Friday, March 24, 2006

Virgil Van Camp's 8 Point Plan Too Sav Are Skools

Virgil Van Camp graced the pages of today's Globe-Republican with his 8 point plan to save, and by "save" he means "destroy", public education. His points, in italics, and my comments:

Run our schools a bit more like a military boot camp, with a strict dress code, possibly a required uniform.

The idea of a boot camp is a little over the top, but I'm not opposed to a stricter dress code. I think the most you could hope for is a decline in discipline problems.

No cell phones or iPods.

That seems like common sense to me, as well, at least at the classroom level. I imagine there are already teacher imposed prohibitions against these devices already. Any teachers want to chime in? Anyone? Bueller? I don't think I'd be supportive of a campus-wide ban. If some kid wants to listen to some tunes or chat with someone at lunch it shouldn't be a big deal.

A core curriculum that requires proficiency in the three R's, a knowledge of our history and a thorough grounding in what we used to call civics.

Well, duh. If we aren't teaching those things anymore it's because of staff reductions brought about by budget cuts.

A longer school year with better utilization of expensive plants.

I don't have much of an opinion on the length of the school year, but for the sake of argument I'll support Virgil here, too.
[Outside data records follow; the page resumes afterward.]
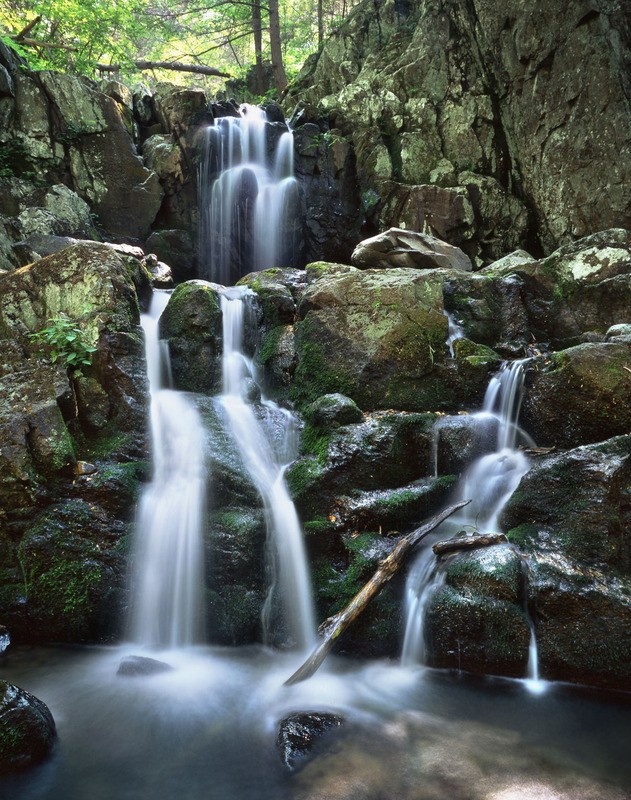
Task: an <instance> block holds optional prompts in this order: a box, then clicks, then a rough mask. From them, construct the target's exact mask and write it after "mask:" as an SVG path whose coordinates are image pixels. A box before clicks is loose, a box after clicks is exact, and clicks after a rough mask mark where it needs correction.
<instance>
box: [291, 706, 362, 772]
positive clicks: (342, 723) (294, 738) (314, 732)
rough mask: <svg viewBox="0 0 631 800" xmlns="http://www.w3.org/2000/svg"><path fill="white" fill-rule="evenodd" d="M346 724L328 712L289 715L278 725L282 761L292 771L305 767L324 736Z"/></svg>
mask: <svg viewBox="0 0 631 800" xmlns="http://www.w3.org/2000/svg"><path fill="white" fill-rule="evenodd" d="M345 723H346V720H345V719H344V717H342V716H340V715H339V714H331V713H329V712H326V711H304V712H300V713H297V714H289V715H288V716H286V717H285V718H284V719H282V720H281V721H280V723H279V725H278V737H277V739H276V746H277V748H278V751H279V755H280V759H281V761H282V762H283V764H284V765H285V767H286V768H287V769H288V770H290V771H292V772H293V771H295V770H297V769H299V768H300V767H302V766H304V765H305V764H306V763H307V762H308V760H309V756H311V757H313V755H314V753H313V751H314V750H315V749H316V748H317V746H318V745H319V744H320V742H321V740H322V738H323V736H324V735H325V734H326V733H327V732H328V731H331V730H334V729H336V728H341V727H342V726H343V725H344V724H345Z"/></svg>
Having said that...expensive plants? What?

De-emphasize sports and cheerleading. Turn them into truly extracurricular activities.

You'll get no argument from me on that one.

Reduce the number of school districts by at least 50 percent. There are more than 1,000 in our state. Amarillo has seven within 35 miles of downtown.

From my point of view this isn't necessarily a bad thing, as long as the money freed up is used to hire more teachers. Different communities might not be too happy about giving up control of their schools, though. I doubt this would ever really go anywhere.

Insist that a diploma mean something. Allow the unmotivated to fail. Failure can be a learning experience.

No argument from me, though I think one of a teacher's numerous responsibilities is to try to motivate the kids. That's a tough job and I'm sure most teachers make a good effort at it, but there will be some who just have to learn a lesson the hard way. Man, I'm agreeing with Virgil a lot here...

Allow vouchers to attend private schools. These schools turn out a better product for considerably less money.

Bzzzt. Wrong. There it is. There's the deal breaker. Virgil's 8 point plan to save the schools just became his 1 point plan to ruin them. Public money should be put into public schools. Period. End o' discussion. Vouchers will just lead to racial and religious segregation and, utlimately, the rise of for-profit, corporatized education.